In a very well documented study, the acute toxicity to fish (Pimephales promelas) was investigated in a study conducted comparable to OECD guideline 203 'Fish, acute toxicity'under flow-through conditions and the actual concentrations were measured using GLC. In the duplicate tests 96 h LC50 and EC50 of 15.3 mg/L (test 1) and 14.2 mg/L (test 2) were obtained. Based on the similar results, a mean 96 h LC50 and EC50 value of 14.75 mg/L was calculated. These results were supported by a study conducted according to a national guideline which, however, showed minor deficiencies in documentation. In this 7 d toxicity study performed under flow through conditions with freshly hatched larvae from Pimephales promelas, a 96-h LC50=10.89 mg a.i./L (measured) was determined. In a peer-reviewed databank. the results of a further acute toxicity study conducted according to OECD Guideline 203 are reported (96 h LC50>10 mg test mat./L).

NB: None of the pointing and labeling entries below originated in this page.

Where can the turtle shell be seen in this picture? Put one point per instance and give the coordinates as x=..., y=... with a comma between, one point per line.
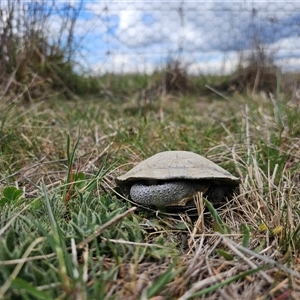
x=174, y=165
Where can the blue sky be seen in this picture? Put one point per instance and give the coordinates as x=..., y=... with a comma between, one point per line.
x=130, y=36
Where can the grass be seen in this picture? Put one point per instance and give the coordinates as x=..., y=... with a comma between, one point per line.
x=66, y=234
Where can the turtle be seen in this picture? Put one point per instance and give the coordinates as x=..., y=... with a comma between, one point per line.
x=172, y=178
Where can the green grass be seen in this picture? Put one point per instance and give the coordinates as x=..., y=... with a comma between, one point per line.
x=65, y=233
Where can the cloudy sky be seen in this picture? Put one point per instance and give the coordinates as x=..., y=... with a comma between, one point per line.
x=130, y=36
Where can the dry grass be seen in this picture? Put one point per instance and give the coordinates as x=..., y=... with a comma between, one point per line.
x=246, y=249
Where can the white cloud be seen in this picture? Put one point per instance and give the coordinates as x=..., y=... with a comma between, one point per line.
x=133, y=36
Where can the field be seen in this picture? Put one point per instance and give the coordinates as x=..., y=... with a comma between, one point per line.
x=66, y=233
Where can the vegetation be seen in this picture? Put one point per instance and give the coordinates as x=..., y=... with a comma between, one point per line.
x=66, y=232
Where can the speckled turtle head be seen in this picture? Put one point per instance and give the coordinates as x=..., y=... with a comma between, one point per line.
x=172, y=178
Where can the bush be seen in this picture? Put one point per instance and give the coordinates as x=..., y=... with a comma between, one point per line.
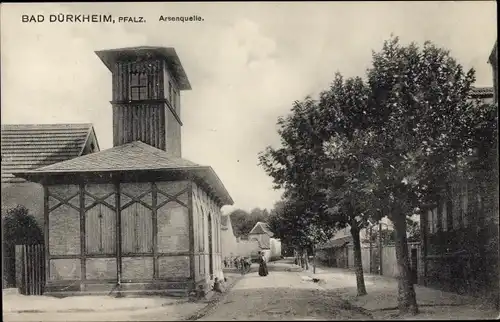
x=19, y=228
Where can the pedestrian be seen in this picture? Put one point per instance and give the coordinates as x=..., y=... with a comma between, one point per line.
x=262, y=265
x=242, y=265
x=236, y=261
x=248, y=264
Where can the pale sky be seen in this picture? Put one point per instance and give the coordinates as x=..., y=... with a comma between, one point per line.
x=247, y=63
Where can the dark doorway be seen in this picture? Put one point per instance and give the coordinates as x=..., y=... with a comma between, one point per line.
x=414, y=265
x=210, y=250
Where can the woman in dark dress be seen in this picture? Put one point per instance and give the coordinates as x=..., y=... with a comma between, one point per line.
x=262, y=265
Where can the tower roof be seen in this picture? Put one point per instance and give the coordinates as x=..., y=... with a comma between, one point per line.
x=261, y=228
x=110, y=56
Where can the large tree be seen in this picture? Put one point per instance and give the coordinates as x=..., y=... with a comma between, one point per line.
x=309, y=165
x=421, y=120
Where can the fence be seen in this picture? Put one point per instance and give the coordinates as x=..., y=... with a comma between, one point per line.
x=374, y=260
x=30, y=269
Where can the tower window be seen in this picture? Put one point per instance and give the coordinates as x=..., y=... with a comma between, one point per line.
x=138, y=86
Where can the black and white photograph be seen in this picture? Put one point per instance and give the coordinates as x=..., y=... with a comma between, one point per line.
x=222, y=161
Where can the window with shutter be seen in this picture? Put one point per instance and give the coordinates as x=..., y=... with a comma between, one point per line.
x=444, y=217
x=464, y=203
x=100, y=219
x=136, y=218
x=100, y=226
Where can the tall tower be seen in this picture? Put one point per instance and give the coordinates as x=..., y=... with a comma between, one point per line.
x=146, y=96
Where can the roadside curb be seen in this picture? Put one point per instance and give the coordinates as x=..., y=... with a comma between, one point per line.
x=125, y=309
x=214, y=302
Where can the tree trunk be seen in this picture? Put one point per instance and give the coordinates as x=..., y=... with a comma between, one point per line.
x=314, y=260
x=306, y=259
x=358, y=264
x=407, y=301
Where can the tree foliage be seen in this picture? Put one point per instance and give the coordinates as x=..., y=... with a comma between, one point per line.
x=18, y=228
x=383, y=146
x=243, y=221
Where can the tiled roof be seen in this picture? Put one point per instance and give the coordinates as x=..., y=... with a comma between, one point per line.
x=264, y=244
x=224, y=219
x=30, y=146
x=336, y=242
x=482, y=91
x=493, y=55
x=135, y=156
x=261, y=228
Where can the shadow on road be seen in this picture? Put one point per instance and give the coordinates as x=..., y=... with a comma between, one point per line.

Long-term toxicity to fish
One reliable study is available dealing with the long-term toxicity of benzophenone to fish.
The 7– day chronic toxicity of benzophenone to early life stage of fathead minnows (Pimephales promelas) was investigated in a study conducted similar to OECD Guideline 212 (Fish, Short-term Toxicity Test on Embryo and Sac-Fry Stages) under flow through conditions. NOEC (7 d) values, based on mortality and sublethal effects (growth), were 5.86 mg a.i./L and 2.1mg a.i./L, respectively.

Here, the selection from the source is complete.